The program mostly financed by the World Bank aims to boost meat and milk production and improve pasture management in those impoverished communities that are home to roughly 78,000 people. Much of that assistance is to be channeled into local infrastructures through agricultural cooperatives which the bank and the Armenian government hope will be formed by farmers.
Some 50 farmers in the village of Berdashen were the first to set up such a cooperative and thus qualify for the scheme. The village lies in the northwestern corner of Armenia bordering Turkey and Georgia. Cattle raising is the principal agricultural activity in the mountainous area known for harsh winters.
Sarkisian personally drove to Berdashen on Wednesday to congratulate its residents and pledge support for their joint work. Citing research conducted by World Bank experts, he said their average income will rise by at least 20 percent within a year or so.
Officials accompanying the prime minister said the local cooperative will receive 87 drams ($232,000) worth of assistance. They said it will be spent on the purchase of agricultural equipment and the construction of milk storage and cattle reproduction facilities as well as a slaughterhouse in Berdashen.

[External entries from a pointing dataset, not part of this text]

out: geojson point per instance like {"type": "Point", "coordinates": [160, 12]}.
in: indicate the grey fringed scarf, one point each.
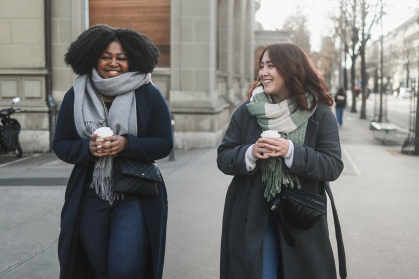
{"type": "Point", "coordinates": [291, 123]}
{"type": "Point", "coordinates": [89, 115]}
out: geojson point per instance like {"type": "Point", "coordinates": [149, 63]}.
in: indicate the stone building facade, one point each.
{"type": "Point", "coordinates": [400, 56]}
{"type": "Point", "coordinates": [205, 69]}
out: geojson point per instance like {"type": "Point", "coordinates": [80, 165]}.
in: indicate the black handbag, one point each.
{"type": "Point", "coordinates": [299, 208]}
{"type": "Point", "coordinates": [134, 177]}
{"type": "Point", "coordinates": [302, 209]}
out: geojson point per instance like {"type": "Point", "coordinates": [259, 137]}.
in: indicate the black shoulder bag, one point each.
{"type": "Point", "coordinates": [302, 209]}
{"type": "Point", "coordinates": [135, 177]}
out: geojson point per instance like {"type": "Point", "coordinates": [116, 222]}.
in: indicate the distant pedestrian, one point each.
{"type": "Point", "coordinates": [289, 97]}
{"type": "Point", "coordinates": [340, 101]}
{"type": "Point", "coordinates": [104, 234]}
{"type": "Point", "coordinates": [356, 92]}
{"type": "Point", "coordinates": [368, 91]}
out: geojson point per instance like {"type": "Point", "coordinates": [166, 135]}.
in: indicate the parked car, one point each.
{"type": "Point", "coordinates": [404, 93]}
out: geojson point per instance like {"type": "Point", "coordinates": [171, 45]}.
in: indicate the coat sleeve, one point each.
{"type": "Point", "coordinates": [67, 145]}
{"type": "Point", "coordinates": [232, 151]}
{"type": "Point", "coordinates": [324, 161]}
{"type": "Point", "coordinates": [159, 140]}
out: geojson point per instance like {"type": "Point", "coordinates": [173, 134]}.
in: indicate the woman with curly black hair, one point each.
{"type": "Point", "coordinates": [105, 234]}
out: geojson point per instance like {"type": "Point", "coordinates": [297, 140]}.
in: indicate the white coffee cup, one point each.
{"type": "Point", "coordinates": [103, 133]}
{"type": "Point", "coordinates": [270, 134]}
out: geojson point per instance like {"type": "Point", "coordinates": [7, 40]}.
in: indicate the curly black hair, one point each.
{"type": "Point", "coordinates": [83, 53]}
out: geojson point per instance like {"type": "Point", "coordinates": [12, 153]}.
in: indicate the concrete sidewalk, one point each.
{"type": "Point", "coordinates": [375, 197]}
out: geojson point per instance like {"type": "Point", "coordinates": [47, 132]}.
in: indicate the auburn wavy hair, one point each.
{"type": "Point", "coordinates": [299, 73]}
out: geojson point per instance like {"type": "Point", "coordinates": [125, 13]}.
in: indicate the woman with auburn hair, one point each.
{"type": "Point", "coordinates": [290, 99]}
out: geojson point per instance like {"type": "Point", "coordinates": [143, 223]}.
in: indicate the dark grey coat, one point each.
{"type": "Point", "coordinates": [246, 211]}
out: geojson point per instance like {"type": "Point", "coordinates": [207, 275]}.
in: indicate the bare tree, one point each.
{"type": "Point", "coordinates": [325, 59]}
{"type": "Point", "coordinates": [369, 17]}
{"type": "Point", "coordinates": [296, 25]}
{"type": "Point", "coordinates": [408, 54]}
{"type": "Point", "coordinates": [352, 13]}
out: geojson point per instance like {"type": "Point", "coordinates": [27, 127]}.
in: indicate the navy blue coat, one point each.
{"type": "Point", "coordinates": [246, 211]}
{"type": "Point", "coordinates": [154, 141]}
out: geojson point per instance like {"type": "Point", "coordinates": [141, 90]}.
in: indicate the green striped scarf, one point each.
{"type": "Point", "coordinates": [291, 123]}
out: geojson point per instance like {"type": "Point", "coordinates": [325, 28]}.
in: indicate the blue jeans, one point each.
{"type": "Point", "coordinates": [114, 237]}
{"type": "Point", "coordinates": [271, 251]}
{"type": "Point", "coordinates": [339, 115]}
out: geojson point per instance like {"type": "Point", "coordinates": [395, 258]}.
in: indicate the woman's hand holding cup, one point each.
{"type": "Point", "coordinates": [114, 144]}
{"type": "Point", "coordinates": [270, 145]}
{"type": "Point", "coordinates": [104, 143]}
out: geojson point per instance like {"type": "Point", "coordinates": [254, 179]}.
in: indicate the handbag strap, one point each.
{"type": "Point", "coordinates": [341, 249]}
{"type": "Point", "coordinates": [338, 232]}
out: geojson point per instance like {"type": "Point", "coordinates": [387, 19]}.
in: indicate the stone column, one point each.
{"type": "Point", "coordinates": [250, 39]}
{"type": "Point", "coordinates": [227, 52]}
{"type": "Point", "coordinates": [67, 25]}
{"type": "Point", "coordinates": [22, 69]}
{"type": "Point", "coordinates": [200, 116]}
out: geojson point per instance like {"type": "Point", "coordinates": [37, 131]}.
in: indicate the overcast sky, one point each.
{"type": "Point", "coordinates": [273, 13]}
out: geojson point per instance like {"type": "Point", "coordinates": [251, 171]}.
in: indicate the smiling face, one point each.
{"type": "Point", "coordinates": [113, 61]}
{"type": "Point", "coordinates": [273, 82]}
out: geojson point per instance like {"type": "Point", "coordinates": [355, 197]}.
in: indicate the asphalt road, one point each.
{"type": "Point", "coordinates": [376, 198]}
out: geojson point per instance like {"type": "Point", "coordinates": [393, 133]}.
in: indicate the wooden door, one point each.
{"type": "Point", "coordinates": [151, 18]}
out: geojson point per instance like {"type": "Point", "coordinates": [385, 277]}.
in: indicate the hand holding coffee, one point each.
{"type": "Point", "coordinates": [270, 134]}
{"type": "Point", "coordinates": [102, 133]}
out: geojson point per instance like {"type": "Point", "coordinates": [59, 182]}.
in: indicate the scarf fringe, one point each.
{"type": "Point", "coordinates": [273, 177]}
{"type": "Point", "coordinates": [104, 186]}
{"type": "Point", "coordinates": [292, 124]}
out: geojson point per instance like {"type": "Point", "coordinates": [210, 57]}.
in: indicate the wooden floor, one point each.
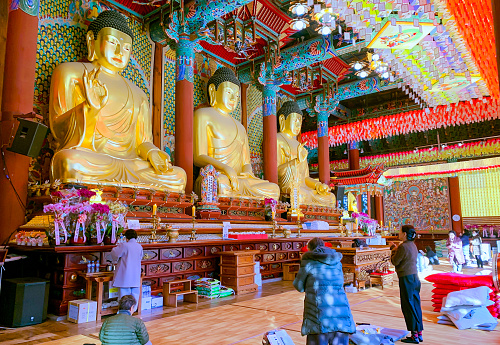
{"type": "Point", "coordinates": [244, 319]}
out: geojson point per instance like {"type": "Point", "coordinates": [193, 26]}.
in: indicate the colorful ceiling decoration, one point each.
{"type": "Point", "coordinates": [444, 170]}
{"type": "Point", "coordinates": [459, 151]}
{"type": "Point", "coordinates": [475, 22]}
{"type": "Point", "coordinates": [408, 122]}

“The state is doing what it can,” Sarkisian told journalists. “When our resources increase we try to channel our financial assistance into the most disadvantaged regions.”
“Obviously, it’s not possible to solve all problems at once,” he said. “We can’t fully repair the local roads and school at once. But we are convinced that thanks to these investments living standards in this region will improve every year.”
The livestock farming scheme is part of the government’s broader efforts to reverse a slump in agriculture that was registered last year due to highly unfavorable weather conditions. The sector generating approximately one-fifth of Armenia’s Gross Domestic Product contracted by over 14 percent.